Evidence supports an observational association between the gut microbiome and susceptibility to extraintestinal cancers, but the causal relationship of this association remains unclear.
To identify the specific causal gut microbiota of oral and oropharyngeal cancer, we performed two-sample Mendelian randomization (MR) analysis of gut microbiota on oral and oropharyngeal cancer using a fixed-effects inverse-variance-weighted model. Gut microbiota across five different taxonomical levels from the MiBioGen genome-wide association study (GWAS) were used as exposures. Oral cancer, oropharyngeal cancer and a combination of the two cancers defined from three separate data sources were used as the outcomes. Odds ratios (ORs) and 95% confidence intervals (CIs) for disease per standard deviation (SD) higher abundance of microbiome.

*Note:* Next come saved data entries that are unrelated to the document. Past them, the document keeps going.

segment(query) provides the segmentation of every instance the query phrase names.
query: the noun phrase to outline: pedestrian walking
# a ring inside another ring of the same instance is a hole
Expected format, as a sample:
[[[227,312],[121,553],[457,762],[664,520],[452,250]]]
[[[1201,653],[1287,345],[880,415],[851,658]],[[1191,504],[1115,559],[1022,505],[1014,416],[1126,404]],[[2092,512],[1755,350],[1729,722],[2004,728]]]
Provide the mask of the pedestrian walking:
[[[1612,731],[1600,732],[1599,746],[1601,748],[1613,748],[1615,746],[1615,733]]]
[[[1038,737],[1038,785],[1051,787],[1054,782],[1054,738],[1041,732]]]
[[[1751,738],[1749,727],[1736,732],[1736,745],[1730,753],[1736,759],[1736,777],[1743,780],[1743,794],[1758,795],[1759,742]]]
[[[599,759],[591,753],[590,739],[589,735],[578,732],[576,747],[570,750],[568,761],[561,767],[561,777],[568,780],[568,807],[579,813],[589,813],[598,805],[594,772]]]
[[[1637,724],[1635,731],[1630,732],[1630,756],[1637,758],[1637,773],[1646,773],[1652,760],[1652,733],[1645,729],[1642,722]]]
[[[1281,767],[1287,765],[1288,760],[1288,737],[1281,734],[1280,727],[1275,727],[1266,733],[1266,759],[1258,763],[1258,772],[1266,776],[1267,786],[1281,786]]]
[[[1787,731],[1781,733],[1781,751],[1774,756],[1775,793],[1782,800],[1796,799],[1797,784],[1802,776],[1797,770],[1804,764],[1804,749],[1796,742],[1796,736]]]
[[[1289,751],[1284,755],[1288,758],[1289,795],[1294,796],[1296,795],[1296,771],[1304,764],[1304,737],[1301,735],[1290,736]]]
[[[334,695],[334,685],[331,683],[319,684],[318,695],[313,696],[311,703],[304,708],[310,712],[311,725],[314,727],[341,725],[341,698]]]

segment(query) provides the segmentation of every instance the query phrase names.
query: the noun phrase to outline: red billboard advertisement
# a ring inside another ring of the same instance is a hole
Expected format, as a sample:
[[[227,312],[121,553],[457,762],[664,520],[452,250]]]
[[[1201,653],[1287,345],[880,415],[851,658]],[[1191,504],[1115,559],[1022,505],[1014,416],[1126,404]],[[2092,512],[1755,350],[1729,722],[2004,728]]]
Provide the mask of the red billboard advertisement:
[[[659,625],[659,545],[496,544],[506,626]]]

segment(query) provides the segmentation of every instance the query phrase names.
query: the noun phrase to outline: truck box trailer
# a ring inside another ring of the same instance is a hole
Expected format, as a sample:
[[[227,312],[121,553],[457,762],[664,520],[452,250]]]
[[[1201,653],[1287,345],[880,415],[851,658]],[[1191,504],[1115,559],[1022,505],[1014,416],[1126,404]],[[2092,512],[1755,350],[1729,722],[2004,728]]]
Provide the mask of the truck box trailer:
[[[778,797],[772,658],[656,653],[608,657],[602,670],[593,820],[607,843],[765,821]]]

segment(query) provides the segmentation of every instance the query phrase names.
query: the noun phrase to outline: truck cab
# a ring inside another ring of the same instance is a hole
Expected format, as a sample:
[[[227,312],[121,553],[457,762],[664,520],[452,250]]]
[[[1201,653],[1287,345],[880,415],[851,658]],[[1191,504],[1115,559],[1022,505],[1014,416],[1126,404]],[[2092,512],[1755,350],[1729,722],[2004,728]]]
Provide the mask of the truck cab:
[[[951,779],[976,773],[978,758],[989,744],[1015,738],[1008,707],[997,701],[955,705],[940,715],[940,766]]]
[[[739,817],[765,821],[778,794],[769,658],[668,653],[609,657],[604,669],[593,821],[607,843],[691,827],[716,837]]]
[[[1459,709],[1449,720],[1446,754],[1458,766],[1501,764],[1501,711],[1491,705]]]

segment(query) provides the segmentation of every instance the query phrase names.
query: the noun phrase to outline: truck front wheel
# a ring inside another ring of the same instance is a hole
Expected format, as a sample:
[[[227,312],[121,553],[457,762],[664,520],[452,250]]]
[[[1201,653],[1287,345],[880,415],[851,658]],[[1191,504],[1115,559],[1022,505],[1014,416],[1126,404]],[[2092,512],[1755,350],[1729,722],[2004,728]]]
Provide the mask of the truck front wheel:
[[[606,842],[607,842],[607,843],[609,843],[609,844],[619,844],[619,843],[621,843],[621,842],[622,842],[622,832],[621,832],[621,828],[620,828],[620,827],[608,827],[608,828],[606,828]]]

There was little evidence for a causal effect of gut microbiota on oral and oropharyngeal cancer when using a genome-wide p-value threshold for selecting instruments. Secondary analyses using a more lenient p-value threshold indicated that there were 90 causal relationships between 58 different microbial features but that sensitivity analyses suggested that these were possibly affected by violations of MR assumptions and were not consistent across MR methodologies or data sources and therefore are also to unlikely reflect causation. These findings provide new insights into gut microbiota-mediated oral and oropharyngeal cancers and warrant further investigation.